# Ford NAA



## Mason41 (Aug 28, 2020)

I am looking at buying a Ford NAA.
It was listed as a 1953 golden jubilee.
I attached pictures I think it is a 1954 Jubilee. Can anyone help with identifying?
Any insight on the tractor would be helpful.


----------



## Mason41 (Aug 28, 2020)

A few pictures of the tractor. Any help
If this looks good or if I should be looking for any potential issues.


----------



## pogobill (Jan 31, 2012)

Is the round medallion still on the front of the tractor?
If it's a '53, it should look like this.








If it's a '54, it should look like this.


----------



## Mason41 (Aug 28, 2020)

I b


pogobill said:


> Is the round medallion still on the front of the tractor?
> If it's a '53, it should look like this.
> 
> 
> ...


el it is the top one. When I drove it there was a squeak that the owner said was the break kind of hanging up. Anything I need to look for before purchasing


----------



## Mason41 (Aug 28, 2020)

What about the serial numbers pictures I posted? Any insight on them?


----------



## pogobill (Jan 31, 2012)

Investigate that squeak a little and see if it is coming from the wheel. Hopefully it's not a bearing. Check the fluids, all of them. Look for oil in the coolant, coolant in the oil. if the hydraulic oil is milky, it's absorbed some water. Makes ure the three point hitch goes up and down smoothly as well. Ask the owner if he has any manuals for the tractor that go with it. Also ask if the rear tires are filled, so there are no surprises down the road and ask what they are filled with if that is the case.


----------



## harry16 (Dec 8, 2011)

From tractordata.com

NAA Serial Numbers
Location: Front of engine block (early) or left side of transmission case (later).
_photo of NAA serial number_
1952: NAA 1
1953: NAA 4930
1954: NAA 77478
Final: NAA 128965


----------



## Mason41 (Aug 28, 2020)

pogobill said:


> Investigate that squeak a little and see if it is coming from the wheel. Hopefully it's not a bearing. Check the fluids, all of them. Look for oil in the coolant, coolant in the oil. if the hydraulic oil is milky, it's absorbed some water. Makes ure the three point hitch goes up and down smoothly as well. Ask the owner if he has any manuals for the tractor that go with it. Also ask if the rear tires are filled, so there are no surprises down the road and ask what they are filled with if that is the case.

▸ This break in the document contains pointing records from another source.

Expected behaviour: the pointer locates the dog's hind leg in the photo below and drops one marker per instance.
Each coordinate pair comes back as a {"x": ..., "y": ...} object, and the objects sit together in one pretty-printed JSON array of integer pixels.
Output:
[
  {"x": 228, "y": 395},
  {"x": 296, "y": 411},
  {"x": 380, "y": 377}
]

rear tires are Air filled.
The owner said the squeak is from the brake being dry? 
the brakes seem to work but have not been replaced. What would the process be in replacing or is that not necessary? 
no oil in coolant and all fluids look good.
It is still a 6 volt should a person change it to 12 volt and if so what do
You gain.
This has been very helpful. He has 4 implements he is selling with it so the total is $5100.00 not sure if that is to high or not.


----------



## Mason41 (Aug 28, 2020)

harry16 said:


> From tractordata.com
> 
> NAA Serial Numbers
> Location: Front of engine block (early) or left side of transmission case (later).
> ...


so the one
I am
Looking at is NAA7006 B 
Would that fall into a 53?


----------



## Ultradog (Feb 27, 2005)

What are the 4 implements that go with it.
The NAAs were a transition tractor. Better than the N Series but not as good as the Hundred Series. Only built for 2 years so used parts are harder to find.
Price seems a bit high to me.


----------



## Mason41 (Aug 28, 2020)

Ultradog said:


> What are the 4 implements that go with it.
> The NAAs were a transition tractor. Better than the N Series but not as good as the Hundred Series. Only built for 2 years so used parts are harder to find.
> Price seems a bit high to me.


Brush hog, back
Blade, loader, cultivator and 3 point sickle mower.


----------



## TX MX5200 (May 12, 2020)

Loader?....is that a skid bucket 3pt or what?

That's sure sound high, even with attachments for that tractor. I just sold my 53' that was in excellent shape for 3200, which is above average. To me that price would need to be totally restored unit.

I was happy to get what I did as I bought mine in 2003 for 2500 and that included a ford shredder, adjustable straight blade, single plow and two discs.

With those attachments, I wouldn't go over 3800 if all in great shape and ready to roll.

And yes....the 6 volt system is a pain and worth the simple conversion. Always had issues keeping my 6v charged and jumping it off was a pain. If ya get one of these, convert it and hold onto the generator as they're pricey and someone may want to restore it when ya sell.


----------



## TX MX5200 (May 12, 2020)

If your talking about a front end loader...that may explain the high price. But this isnt a tractor you want to have a front loader on...unless your hulk hogan and can turn it with a bucket full. 

My advice if ya want to spend that money is to get a later model...the NAA was durable and good for small property shredding, light box blading work but you can get more for that money.


----------